It seems fitting that on Pi day (March 14th, or 3/14: named for the irrational number π which loosely translates to 3.14159 and goes on forever from there), the geekiest unofficial holiday of the year, we are taking a look at the iPad 2, the least geeky gadget ever made. Released 3 days ago on March 11th, the iPad 2 is…well, the 2nd iteration of the iPad, and that pretty much tells you everything you need to know. I’m sure there will be people who decry this lack of enthusiasm, but and wax eloquently about how the few, subtle changes Apple made render this a new device, the deus ex machina of tablets, infinitely superior to everything that came before (See this review in the NYT for an example). These are probably the people still clutching their Newtons and praising the devices as strokes of genius ahead of their time. But enough of that, let’s see what’s in store for millions of consumers who rush to pick one of these up.
Without doubt, the iPad is a pretty piece of electronic hardware. From the sleep hardened-glass screen, to the sleeker rounded metal back, Apple once again shows us that when it comes to making devices geared to the kind of people that think Crate & Barrel is the height of interior decorating style, no one can compare. The device fits neatly on top of a category of design we can call “modern but not so much so that it could possibly offend anyone”. I will give credit to Apple for incorporating function into the design, as the beveled back panel seems to make the device easier to hold comfortably. The iPad2 is also noticeably thinner and lighter than the last generation iPad, something that is quite important in the tablet market (though not as important as some reviewers seem to think. See NYT above) It also introduces a camera on the back that is stylish enough, but makes up for that by being utterly abysmal, as we will soon discover. Other than that, the outside of the iPad2 has not changed at all. On one hand, there’s something to be said for “if it ain’t broke, don’t fix it”, on the other hand, this approach failed horribly for Motorola after the 6th or 7th year of releasing the same exact Razr.
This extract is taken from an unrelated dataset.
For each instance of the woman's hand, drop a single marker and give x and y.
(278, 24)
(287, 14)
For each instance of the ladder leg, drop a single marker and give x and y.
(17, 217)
So what’s changed under that aluminum and glass skin? Well, for starters we now have not one, but two processors. Apple claims that this doubles the speed (duh!) and increases graphics performance by 9 times (less duh. 9?) This actually seems to be the case, as Apple is usually spot on with the performance claims it releases. It’s also immediately noticeable, with a significant improvement in response and crispness in the UI. Unfortunately, these improvements still put it noticeably behind the leading Android tablet, the Motorola Xoom. Still, not bad for what is essentially an over-size iPhone. The internals also get a new 3-way gyroscope, allowing for significantly better motion control than in the previous iteration. In fact, numerous reviewers have compared it to the feeling of holding a Wii-mote, which is ironic because the accelerometers in the original iPhone were more precise than the Wii-mote. Is Apple regressing here? Still, this is a pretty nifty addition and it should be interesting to see if anyone does anything really original with it besides the countless ball-maze applications we’ve grown to
love hate. The battery life has also reportedly shrunk by about half an hour, but that still puts it above Apple’s own estimates. The most glaring change is the lack of change on the Flash front. Jobs has apparently locked down his anti-Flash agenda and refuses to yield, despite the fact that it will likely be another year to two years before HTML5 application is widespread enough that we can all enjoy videos with the <video> tag. Locking out your customers from Youtube (unless you use a proprietary Youtube app) seems like a silly decision to make, and any other company besides Apple would not have survived this particular move.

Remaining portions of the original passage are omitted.